This uniquely action-packed look at the grieving process is a twist on the medical thriller.
Not for the faint of heart, Scar Tissue explores the highs and lows of life after tragedy strikes. Setting her novel amid a compelling hospital backdrop, Debra MacDonald is more than qualified to chronicle the work of a cardiac surgeon. MacDonald is the pen name of husband and wife team Donald and Debra Jansen. Donald’s experience as a heart transplant specialist, combined with Debra’s vivid writing and sharpened by her work as a photographer, results in an edgy medical drama.
Dr. Phil Graham is still mourning the loss of his wife, Joan, a year after her death in a tragic car accident. Left with a painful burn scar on his leg, Phil embarks on a journey of self-discovery in an effort to erase the invisible scars left on his heart. A brilliant surgeon, Phil’s downward spiral of self-destruction quickly escalates, putting lives at risk, including his own. When his erratic behavior results in a suspension from St. Mary’s Hospital, Phil decides to tackle his childhood demons to better understand his pain. Scar Tissue chronicles Phil’s journey to accept life without Joan.
The opening scene sets a fast, gritty pace, with Phil’s mind wandering while he performs open heart surgery: “I reach in Dorothy’s filleted chest and feel the crunchy calcium inside the aortic arch, looking for a smooth place to puncture.” MacDonald excels at creating an intense, exhilarating operating room. The technical terms and procedures are explained in such a way that doctors, nurses, and laymen alike can appreciate the situation without tedious overexplaining. Phil literally holds the lives of his patients in his hands every day.
Prone to unexpected rages and alcohol-fueled bouts of depression, Phil escapes through flings and meaningless hookups until he meets Amanda, the sister of a patient. In contrast to the realistic and exciting surgeries, the relationship between Phil and Amanda seems a bit contrived. The dialogue is peppered with an overabundance of exclamation points that make even serious conversations seem awkward and louder than necessary. There are no real surprises here as Phil knows from the start that Amanda is different and special. Soon after meeting her, he confides to a friend, “She gives me hope that everything is going to get better.”

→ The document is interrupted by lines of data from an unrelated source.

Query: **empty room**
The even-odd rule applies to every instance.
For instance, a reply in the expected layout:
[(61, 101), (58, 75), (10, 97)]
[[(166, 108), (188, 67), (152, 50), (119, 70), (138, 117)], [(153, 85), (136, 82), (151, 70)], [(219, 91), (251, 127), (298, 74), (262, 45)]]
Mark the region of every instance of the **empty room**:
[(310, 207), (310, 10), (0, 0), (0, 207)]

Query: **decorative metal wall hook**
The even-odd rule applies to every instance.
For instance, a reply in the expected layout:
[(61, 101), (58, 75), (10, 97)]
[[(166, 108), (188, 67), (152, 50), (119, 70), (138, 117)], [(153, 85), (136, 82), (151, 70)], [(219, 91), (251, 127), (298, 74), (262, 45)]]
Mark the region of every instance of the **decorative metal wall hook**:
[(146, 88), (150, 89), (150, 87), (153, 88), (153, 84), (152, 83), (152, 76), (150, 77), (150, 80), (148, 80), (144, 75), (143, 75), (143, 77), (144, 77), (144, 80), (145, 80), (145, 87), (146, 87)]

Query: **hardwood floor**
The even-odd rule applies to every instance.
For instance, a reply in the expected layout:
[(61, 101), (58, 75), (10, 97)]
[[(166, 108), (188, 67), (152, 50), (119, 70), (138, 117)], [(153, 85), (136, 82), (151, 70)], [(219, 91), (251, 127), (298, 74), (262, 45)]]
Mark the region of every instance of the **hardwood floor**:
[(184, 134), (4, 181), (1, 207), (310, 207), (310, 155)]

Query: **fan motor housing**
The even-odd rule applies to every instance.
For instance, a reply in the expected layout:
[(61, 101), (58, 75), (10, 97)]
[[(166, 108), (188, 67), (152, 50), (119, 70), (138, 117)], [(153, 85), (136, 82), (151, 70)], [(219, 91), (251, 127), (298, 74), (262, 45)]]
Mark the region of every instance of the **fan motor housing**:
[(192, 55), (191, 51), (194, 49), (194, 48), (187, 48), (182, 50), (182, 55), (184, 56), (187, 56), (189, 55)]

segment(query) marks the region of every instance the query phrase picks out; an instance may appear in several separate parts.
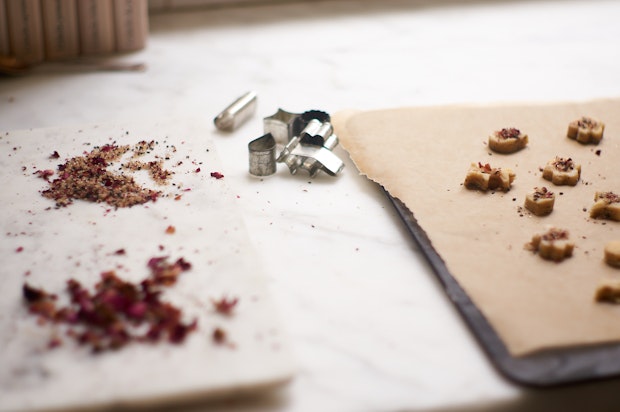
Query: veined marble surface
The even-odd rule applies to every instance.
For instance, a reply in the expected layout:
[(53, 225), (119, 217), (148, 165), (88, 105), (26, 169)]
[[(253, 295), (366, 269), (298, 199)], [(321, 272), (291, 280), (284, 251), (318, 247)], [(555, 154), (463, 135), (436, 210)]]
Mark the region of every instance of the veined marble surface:
[[(291, 112), (620, 96), (620, 2), (308, 1), (157, 14), (143, 73), (0, 79), (4, 130), (177, 116), (204, 120), (292, 337), (296, 379), (188, 410), (614, 410), (617, 381), (531, 390), (491, 366), (391, 204), (337, 178), (248, 175), (262, 118)], [(232, 134), (212, 119), (248, 90)], [(175, 409), (176, 410), (176, 409)]]

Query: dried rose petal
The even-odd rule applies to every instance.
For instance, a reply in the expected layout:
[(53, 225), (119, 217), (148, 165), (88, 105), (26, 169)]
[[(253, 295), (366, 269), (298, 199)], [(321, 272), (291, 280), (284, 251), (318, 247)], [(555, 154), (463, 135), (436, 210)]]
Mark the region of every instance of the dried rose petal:
[(228, 299), (226, 296), (223, 296), (217, 300), (211, 299), (211, 303), (213, 304), (216, 312), (221, 313), (222, 315), (232, 315), (232, 312), (238, 302), (238, 298)]
[(157, 257), (149, 260), (148, 268), (150, 276), (139, 283), (122, 280), (114, 271), (103, 272), (93, 291), (69, 279), (71, 304), (58, 310), (56, 296), (42, 289), (24, 284), (23, 294), (31, 313), (43, 321), (66, 325), (67, 336), (96, 353), (120, 349), (131, 342), (167, 339), (181, 343), (197, 329), (197, 321), (184, 323), (181, 310), (160, 299), (161, 287), (176, 282), (191, 264), (183, 258), (171, 264), (167, 257)]

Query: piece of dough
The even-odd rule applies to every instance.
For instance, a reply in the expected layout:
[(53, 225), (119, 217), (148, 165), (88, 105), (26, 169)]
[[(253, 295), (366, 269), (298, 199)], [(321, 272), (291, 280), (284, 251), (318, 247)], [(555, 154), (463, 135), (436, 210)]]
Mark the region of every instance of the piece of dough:
[(603, 138), (604, 131), (605, 123), (591, 117), (582, 116), (569, 123), (566, 136), (584, 144), (599, 144)]
[(590, 208), (590, 217), (620, 222), (620, 196), (614, 192), (596, 192), (594, 205)]
[(472, 163), (465, 176), (464, 185), (470, 190), (510, 190), (516, 175), (510, 169), (491, 167), (488, 163)]
[(605, 245), (605, 263), (620, 268), (620, 240), (612, 240)]
[(575, 186), (580, 176), (581, 165), (570, 157), (556, 156), (549, 160), (543, 169), (543, 178), (557, 186)]
[(525, 208), (536, 216), (546, 216), (553, 212), (555, 194), (546, 187), (535, 187), (525, 196)]
[(527, 134), (514, 127), (496, 130), (489, 136), (489, 148), (497, 153), (518, 152), (527, 145)]
[(575, 244), (568, 238), (567, 230), (552, 227), (543, 234), (534, 235), (526, 248), (537, 252), (543, 259), (561, 262), (573, 255)]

Phil is a complex character who is in turns sweetly thoughtful, selfish, hopeless, and hopeful. In other words, he is human. Phil ruminates on the reasons behind his destructive behavior, and he frequently shares his breakthroughs with close friends and, eventually, a psychologist. These heart-to-hearts reveal the gradual emotional change Phil undergoes while hitting rock bottom and climbing back out again.
Scar Tissue offers a uniquely action-packed look at the grieving process, complete with heart transplants, road trips, friendships, family, romance, and a pinch of faith. Followers of Robin Cook’s novels will appreciate MacDonald’s twist on the medical thriller.